Groq chips feature large amounts of ultra-fast SRAM (500MB), very responsive but small memory, suitable for the final token output step. Vera Rubin chips have large memory (288GB), suitable for early-stage heavy computation and caching.

NVIDIA uses Dynamo software to connect these: pre-filling and attention decoding are handled by Vera Rubin, while latency-sensitive token generation is handled by Groq. They are tightly coupled via Ethernet, reducing overall latency by about half.

Huang also offers a configuration tip: for high-throughput workloads, use 100% Vera Rubin; for high-value code generation, allocate about 25% of the data center capacity to Groq. The LP30 chips from Groq are mass-produced by Samsung, with shipments starting in Q3.

DLSS 5: The graphics industry’s GPT moment

Huang says, ten years ago, GeForce brought AI to the world; now, AI is reshaping computer graphics. He calls this new tech “Neural Rendering” or DLSS 5.

The core idea: combine traditional deterministic 3D graphics (structured, precisely controllable) with probabilistic generative AI aesthetics. Structured data ensures controllability, AI makes it look stunningly realistic. Huang states that this “structured data + generative AI” fusion will repeatedly appear across industries.

OpenClaw: The OS of the AI era

Peter Steinberger developed OpenClaw, which Huang calls “the most popular open-source project in human history, surpassing Linux’s achievements in just a few weeks.”

What is OpenClaw? Simply put: it enables AI agents to manage resources, call tools, read/write files, schedule tasks, and break big problems into smaller ones for sub-agents—like an OS running programs on a computer, but for AI agents in your enterprise IT environment.

Huang says, “Every SaaS company will become an AaaS company.” In other words, software firms will no longer just sell tools but “AI agent services that help you do things.”

But enterprise versions face a challenge: agents can access sensitive data and execute code, which must be strictly controlled. NVIDIA has introduced NeMo Claw, an enterprise reference design with policy engines and privacy routers, ensuring secure deployment inside companies.

Every engineer will have a token budget in the future

Huang makes a concrete workplace prediction: “In the future, every engineer in a company will have an annual token budget. Their salary might be hundreds of thousands of dollars, and I will give them a token quota worth half their salary, amplifying their output tenfold. The amount of tokens allocated at onboarding will become a new topic in Silicon Valley recruiting.”

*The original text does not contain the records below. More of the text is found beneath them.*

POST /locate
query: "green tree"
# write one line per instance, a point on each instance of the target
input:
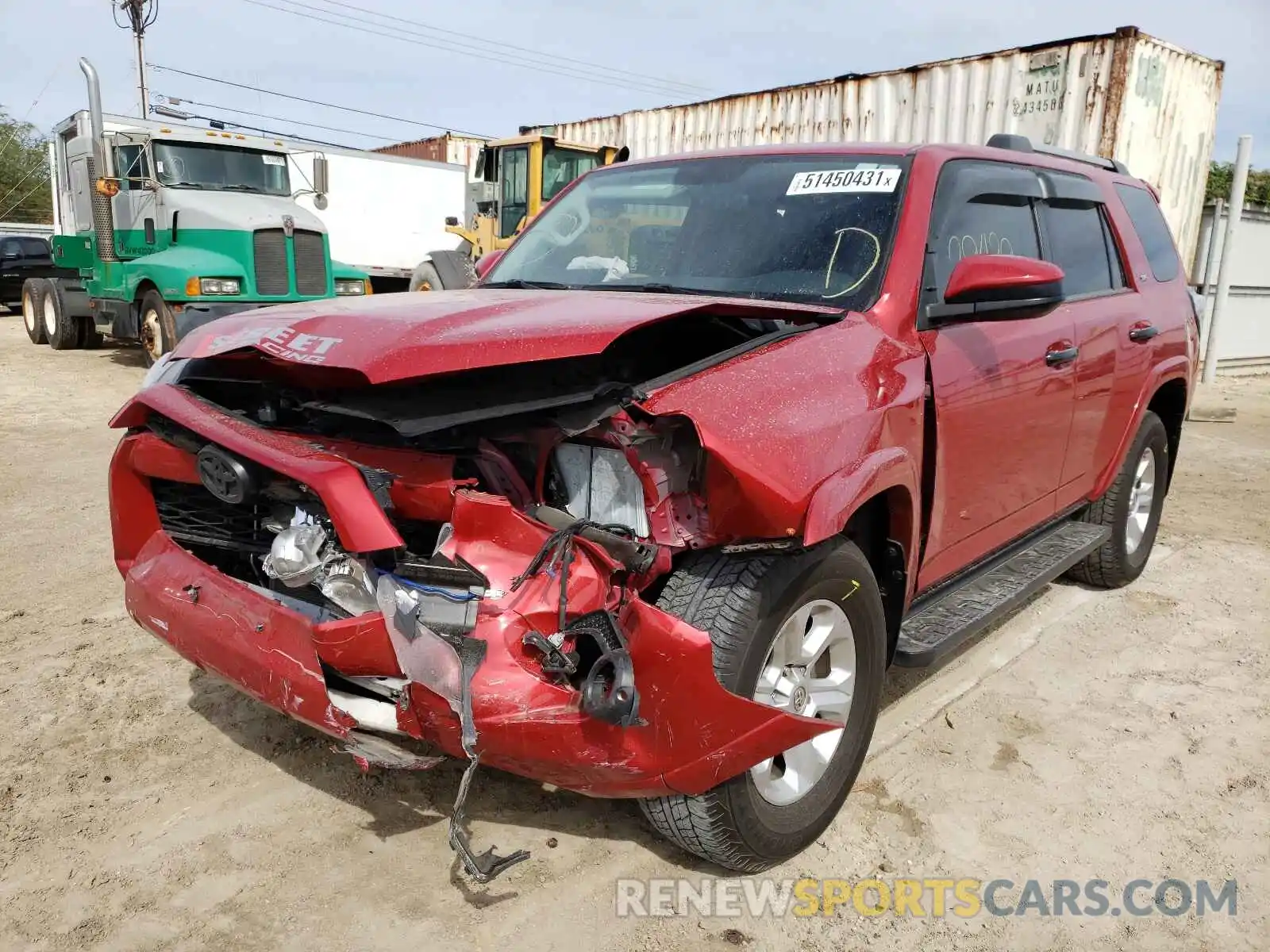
(25, 194)
(1219, 175)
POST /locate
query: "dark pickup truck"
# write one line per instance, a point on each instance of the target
(23, 257)
(25, 266)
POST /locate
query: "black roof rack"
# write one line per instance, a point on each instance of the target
(1022, 144)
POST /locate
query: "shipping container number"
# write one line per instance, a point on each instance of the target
(1035, 106)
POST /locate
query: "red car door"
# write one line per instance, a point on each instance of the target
(1077, 239)
(1003, 389)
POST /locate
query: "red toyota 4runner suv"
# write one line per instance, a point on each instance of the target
(649, 512)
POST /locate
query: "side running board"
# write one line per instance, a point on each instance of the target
(950, 615)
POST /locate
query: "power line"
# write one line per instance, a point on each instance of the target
(271, 133)
(141, 16)
(451, 46)
(31, 171)
(19, 124)
(315, 102)
(498, 46)
(18, 203)
(182, 101)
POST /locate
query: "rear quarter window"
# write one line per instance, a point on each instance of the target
(1149, 222)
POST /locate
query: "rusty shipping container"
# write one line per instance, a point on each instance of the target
(1124, 95)
(448, 148)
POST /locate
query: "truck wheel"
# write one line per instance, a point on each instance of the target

This is not just a metaphor; he believes it will be a future standard for enterprise competitiveness: how much compute power you give engineers determines how much value they can create. Every company will be both a token user and a token producer.

Physical AI and the robot army

Huang states that digital intelligences operate in the digital world, while physical AI are embodied intelligences—robots. At this GTC, 110 robots appeared, representing nearly all global robot R&D companies.

In autonomous driving, Huang announced BYD, Hyundai, Nissan, and Geely joined the NVIDIA RoboTaxi Ready platform, with a combined annual output of 18 million vehicles, alongside Mercedes-Benz, Toyota, and GM. NVIDIA also announced a partnership with Uber to deploy and connect RoboTaxi Ready vehicles in multiple cities.

In the finale, Disney’s Olaf snowman robot took the stage, using Jetson chips as brains, learning to walk in Omniverse, and adapting to the real world with Newton physics solvers. Huang joked with Olaf, “I thought you’d be taller. I’ve never seen such a short snowman.”

Next-generation: Feynman architecture + space data centers

Toward the end, Huang “teased” the next-generation Feynman architecture, which will support both copper wiring and co-packaged optical (CPO) at the same level of scalability.

More ambitiously, he mentioned “Vera Rubin Space-1”—a data center computer deployed in space, extending AI compute beyond Earth.

Huang summarized the entire speech in four points: the inference inflection point is here, the AI factory era begins, the OpenClaw agent revolution, and the physical AI scale deployment. A trillion dollars is just the beginning.